BTA eyes winter-sport travel and activities
Sport in Bermuda is to be promoted as part of a drive to boost tourism in the winter months.
The Bermuda Tourism Authority said it was working to bring sports conferences and team-training trips to the island, as well as international events.
Victoria Isley, the BTA chief sales and marketing officer, said: “We know we can never host the World Cup here, but having teams coming down and training ... we know we can play in that field.”
She was speaking at a public forum on Tuesday at the National Sports Centre,
Hazel Clark, the BTA director of sports business development, said the BTA had looked at what sports would be suited to the island, based on what sort of events could be staged, which sports were most popular in target demographics and what sports are suitable for Bermuda's conditions.
She added that island sports bodies was a key asset, along with environmental factors like weather. Ms Clark said: “We found out that it's very important to organisers that they have a resource to go to, so we need to make sure we have strong national governing bodies and resources they can work with.”
The BTA said it found golf, sailing, endurance sports like triathlons and tennis to be the best for Bermuda.

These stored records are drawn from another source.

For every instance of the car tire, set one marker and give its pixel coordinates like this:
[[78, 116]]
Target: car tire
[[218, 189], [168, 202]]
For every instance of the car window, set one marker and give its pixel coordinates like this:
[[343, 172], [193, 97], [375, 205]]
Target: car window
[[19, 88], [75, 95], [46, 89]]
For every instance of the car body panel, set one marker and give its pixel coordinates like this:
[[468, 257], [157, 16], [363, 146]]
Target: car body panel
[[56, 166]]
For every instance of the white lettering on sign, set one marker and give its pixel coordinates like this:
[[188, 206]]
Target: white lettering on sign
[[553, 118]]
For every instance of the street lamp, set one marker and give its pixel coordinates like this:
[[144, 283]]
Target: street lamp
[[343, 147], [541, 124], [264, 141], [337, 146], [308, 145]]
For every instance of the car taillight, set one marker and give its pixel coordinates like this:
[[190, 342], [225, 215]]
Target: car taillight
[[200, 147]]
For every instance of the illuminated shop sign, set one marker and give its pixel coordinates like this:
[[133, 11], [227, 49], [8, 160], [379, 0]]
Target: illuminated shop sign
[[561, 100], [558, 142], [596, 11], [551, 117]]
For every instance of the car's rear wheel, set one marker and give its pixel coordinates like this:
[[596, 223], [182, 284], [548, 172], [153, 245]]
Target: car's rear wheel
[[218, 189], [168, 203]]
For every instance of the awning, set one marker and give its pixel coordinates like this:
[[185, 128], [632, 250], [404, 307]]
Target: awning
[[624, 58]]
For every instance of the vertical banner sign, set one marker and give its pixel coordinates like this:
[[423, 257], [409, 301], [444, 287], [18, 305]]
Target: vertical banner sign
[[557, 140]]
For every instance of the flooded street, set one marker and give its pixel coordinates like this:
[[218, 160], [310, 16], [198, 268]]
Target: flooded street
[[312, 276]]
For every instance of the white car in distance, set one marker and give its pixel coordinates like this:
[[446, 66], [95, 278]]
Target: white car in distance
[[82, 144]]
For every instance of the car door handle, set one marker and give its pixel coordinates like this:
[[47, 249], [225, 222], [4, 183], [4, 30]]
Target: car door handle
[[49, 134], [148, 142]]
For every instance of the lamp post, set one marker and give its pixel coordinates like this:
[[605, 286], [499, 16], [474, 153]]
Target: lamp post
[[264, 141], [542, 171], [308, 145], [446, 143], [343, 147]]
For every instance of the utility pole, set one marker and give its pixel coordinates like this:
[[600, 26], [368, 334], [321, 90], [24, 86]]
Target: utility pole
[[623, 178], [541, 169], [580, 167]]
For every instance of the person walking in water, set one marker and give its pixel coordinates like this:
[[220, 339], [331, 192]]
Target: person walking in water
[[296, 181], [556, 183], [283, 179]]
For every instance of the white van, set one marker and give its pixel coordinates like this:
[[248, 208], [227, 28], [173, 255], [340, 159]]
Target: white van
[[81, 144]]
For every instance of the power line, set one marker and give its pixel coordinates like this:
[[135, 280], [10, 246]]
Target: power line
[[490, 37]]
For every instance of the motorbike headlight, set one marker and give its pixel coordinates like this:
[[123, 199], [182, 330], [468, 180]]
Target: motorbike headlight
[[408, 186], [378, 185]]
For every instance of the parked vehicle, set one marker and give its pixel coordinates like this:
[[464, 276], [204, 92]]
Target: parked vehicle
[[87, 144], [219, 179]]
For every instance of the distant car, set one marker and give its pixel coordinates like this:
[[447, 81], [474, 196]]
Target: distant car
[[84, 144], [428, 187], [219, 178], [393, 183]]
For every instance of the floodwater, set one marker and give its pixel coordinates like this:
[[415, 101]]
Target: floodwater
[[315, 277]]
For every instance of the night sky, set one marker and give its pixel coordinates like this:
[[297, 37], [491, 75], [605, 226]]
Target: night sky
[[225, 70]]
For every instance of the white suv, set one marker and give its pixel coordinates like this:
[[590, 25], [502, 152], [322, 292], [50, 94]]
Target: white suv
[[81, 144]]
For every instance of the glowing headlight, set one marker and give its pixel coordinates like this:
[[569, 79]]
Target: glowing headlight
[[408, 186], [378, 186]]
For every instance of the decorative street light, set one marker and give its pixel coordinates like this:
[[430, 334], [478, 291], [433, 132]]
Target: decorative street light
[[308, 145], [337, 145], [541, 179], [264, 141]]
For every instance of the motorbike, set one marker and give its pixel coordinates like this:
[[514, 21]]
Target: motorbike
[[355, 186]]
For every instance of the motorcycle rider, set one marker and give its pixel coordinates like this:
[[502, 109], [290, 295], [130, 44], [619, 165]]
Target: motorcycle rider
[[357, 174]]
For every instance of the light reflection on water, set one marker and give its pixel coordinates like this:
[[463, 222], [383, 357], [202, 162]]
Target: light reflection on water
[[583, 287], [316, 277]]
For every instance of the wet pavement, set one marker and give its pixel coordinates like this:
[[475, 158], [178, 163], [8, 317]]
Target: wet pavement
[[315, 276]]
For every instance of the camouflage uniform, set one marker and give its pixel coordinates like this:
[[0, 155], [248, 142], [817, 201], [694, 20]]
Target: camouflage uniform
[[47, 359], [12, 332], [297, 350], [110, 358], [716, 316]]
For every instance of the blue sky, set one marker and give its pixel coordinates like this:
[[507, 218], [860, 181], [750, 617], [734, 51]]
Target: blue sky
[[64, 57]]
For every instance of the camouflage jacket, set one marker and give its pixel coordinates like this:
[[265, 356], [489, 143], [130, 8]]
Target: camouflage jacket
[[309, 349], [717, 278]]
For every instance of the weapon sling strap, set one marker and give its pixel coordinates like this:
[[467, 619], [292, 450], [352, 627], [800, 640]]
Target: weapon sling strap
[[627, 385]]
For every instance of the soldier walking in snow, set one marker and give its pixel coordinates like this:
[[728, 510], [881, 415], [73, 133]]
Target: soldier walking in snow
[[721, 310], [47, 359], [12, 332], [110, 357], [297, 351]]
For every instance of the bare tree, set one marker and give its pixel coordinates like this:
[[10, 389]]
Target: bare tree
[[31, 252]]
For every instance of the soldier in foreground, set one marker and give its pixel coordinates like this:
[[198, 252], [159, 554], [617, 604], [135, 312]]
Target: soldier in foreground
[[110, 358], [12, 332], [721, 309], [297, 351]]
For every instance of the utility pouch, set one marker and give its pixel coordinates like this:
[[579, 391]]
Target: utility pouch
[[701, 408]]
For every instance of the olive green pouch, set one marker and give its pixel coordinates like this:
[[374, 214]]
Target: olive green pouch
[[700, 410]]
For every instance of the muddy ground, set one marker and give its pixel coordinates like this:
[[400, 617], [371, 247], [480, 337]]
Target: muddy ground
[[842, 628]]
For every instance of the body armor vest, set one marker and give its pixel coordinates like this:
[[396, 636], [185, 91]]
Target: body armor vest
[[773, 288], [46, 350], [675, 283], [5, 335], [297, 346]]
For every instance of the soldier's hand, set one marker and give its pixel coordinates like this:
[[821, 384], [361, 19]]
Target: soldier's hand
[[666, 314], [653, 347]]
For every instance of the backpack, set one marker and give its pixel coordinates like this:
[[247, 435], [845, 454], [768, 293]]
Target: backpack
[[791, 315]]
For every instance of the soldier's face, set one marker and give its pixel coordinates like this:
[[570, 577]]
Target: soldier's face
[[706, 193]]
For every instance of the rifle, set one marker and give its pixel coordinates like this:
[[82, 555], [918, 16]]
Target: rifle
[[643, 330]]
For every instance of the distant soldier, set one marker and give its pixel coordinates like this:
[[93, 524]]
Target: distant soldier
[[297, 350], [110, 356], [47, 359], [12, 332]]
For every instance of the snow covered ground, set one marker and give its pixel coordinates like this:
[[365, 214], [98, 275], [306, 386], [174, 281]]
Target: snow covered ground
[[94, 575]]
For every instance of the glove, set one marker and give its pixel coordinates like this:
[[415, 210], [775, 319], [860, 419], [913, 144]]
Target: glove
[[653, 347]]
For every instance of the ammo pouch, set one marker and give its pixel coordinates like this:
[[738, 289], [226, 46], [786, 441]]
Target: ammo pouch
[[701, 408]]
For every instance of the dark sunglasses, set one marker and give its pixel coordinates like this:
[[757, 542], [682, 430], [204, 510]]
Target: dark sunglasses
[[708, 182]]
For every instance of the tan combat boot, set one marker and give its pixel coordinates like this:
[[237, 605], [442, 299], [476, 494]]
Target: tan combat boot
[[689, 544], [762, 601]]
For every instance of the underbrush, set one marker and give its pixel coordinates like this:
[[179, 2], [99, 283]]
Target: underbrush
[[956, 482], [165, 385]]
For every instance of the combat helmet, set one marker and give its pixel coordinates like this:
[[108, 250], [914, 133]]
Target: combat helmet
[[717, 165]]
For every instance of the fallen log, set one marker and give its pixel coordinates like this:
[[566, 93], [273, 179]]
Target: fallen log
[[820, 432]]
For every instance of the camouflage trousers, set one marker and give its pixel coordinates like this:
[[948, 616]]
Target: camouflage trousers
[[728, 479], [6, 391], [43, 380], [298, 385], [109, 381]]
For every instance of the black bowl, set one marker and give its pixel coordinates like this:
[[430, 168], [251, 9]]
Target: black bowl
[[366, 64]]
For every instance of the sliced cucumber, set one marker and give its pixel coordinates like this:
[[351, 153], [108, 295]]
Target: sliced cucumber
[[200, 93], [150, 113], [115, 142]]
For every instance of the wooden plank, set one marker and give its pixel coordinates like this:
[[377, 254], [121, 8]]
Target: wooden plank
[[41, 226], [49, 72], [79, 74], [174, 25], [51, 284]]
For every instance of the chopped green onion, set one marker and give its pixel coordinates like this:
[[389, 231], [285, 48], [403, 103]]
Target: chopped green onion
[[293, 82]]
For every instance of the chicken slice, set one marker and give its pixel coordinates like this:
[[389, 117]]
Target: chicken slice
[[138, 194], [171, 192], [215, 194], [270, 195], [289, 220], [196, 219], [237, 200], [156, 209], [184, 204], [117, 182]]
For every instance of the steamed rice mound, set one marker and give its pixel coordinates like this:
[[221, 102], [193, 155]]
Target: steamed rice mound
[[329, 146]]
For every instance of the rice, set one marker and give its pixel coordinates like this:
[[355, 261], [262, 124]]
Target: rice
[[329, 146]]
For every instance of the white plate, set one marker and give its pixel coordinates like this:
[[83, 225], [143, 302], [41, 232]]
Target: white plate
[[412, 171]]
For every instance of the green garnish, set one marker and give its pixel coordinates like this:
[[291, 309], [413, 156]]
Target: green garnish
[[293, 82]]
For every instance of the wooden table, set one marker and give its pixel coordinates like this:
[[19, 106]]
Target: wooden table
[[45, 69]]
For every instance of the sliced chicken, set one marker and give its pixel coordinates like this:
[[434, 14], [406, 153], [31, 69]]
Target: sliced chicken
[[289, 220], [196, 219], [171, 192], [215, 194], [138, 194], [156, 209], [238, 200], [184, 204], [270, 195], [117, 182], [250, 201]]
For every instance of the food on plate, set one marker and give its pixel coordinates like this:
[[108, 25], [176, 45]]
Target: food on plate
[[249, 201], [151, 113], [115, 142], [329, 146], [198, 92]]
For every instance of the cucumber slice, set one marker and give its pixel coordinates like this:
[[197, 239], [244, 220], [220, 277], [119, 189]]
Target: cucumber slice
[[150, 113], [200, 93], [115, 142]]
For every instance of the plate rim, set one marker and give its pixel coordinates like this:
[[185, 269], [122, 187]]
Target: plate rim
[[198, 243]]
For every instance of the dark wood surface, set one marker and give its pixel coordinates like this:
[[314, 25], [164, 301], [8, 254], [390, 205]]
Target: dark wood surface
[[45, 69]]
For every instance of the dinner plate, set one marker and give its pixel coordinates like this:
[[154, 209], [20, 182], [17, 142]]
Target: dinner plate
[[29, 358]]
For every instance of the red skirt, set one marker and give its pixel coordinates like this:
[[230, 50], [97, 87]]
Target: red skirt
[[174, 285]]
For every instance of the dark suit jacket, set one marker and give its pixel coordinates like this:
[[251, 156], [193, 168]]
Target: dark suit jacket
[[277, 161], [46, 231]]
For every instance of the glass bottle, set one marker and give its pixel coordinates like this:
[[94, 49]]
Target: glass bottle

Ms Isley said: “There are some sports that the team can come and do something on their own, like golf. However, there are others like rugby where they want multiple teams here at the same time so they can practice against other teams.”
The BTA identified showcase events like the Triathlon World Series or the US Open that could be used to highlight Bermuda.
Other highlighted sports included rugby, football, swimming, track and field, field hockey and lacrosse.
Ms Isley said the BTA had also looked into cricket, but the sport is less popular in Bermuda's American target market and Barbados had already established itself as a cricket destination for the UK market.
But she added that work to bring an international cricket conference to the island was under way, along with an international sailing conference in November. Ms Isley said that when the BTA aimed for a minimum of a five-to-one return on investment in events.
She added that tourism authority also considered the value of brand exposure, the level of engagement, the environmental impact, the legacy value and the inclusivity of the events.
Ms Isley said that partnerships and events that would invest in on-island sports clubs would be difficult to arrange.
She added: “There are some opportunities, and I would say they are limited, where if we brought an event with a foundation attached and their job includes diversity, inclusion and legacy, then there might be an opportunity.
“Realistically, sports bodies are looking to take out of a community. They want to come here and have a soccer field or baseball diamond that is ready for them. They want to play a sport.”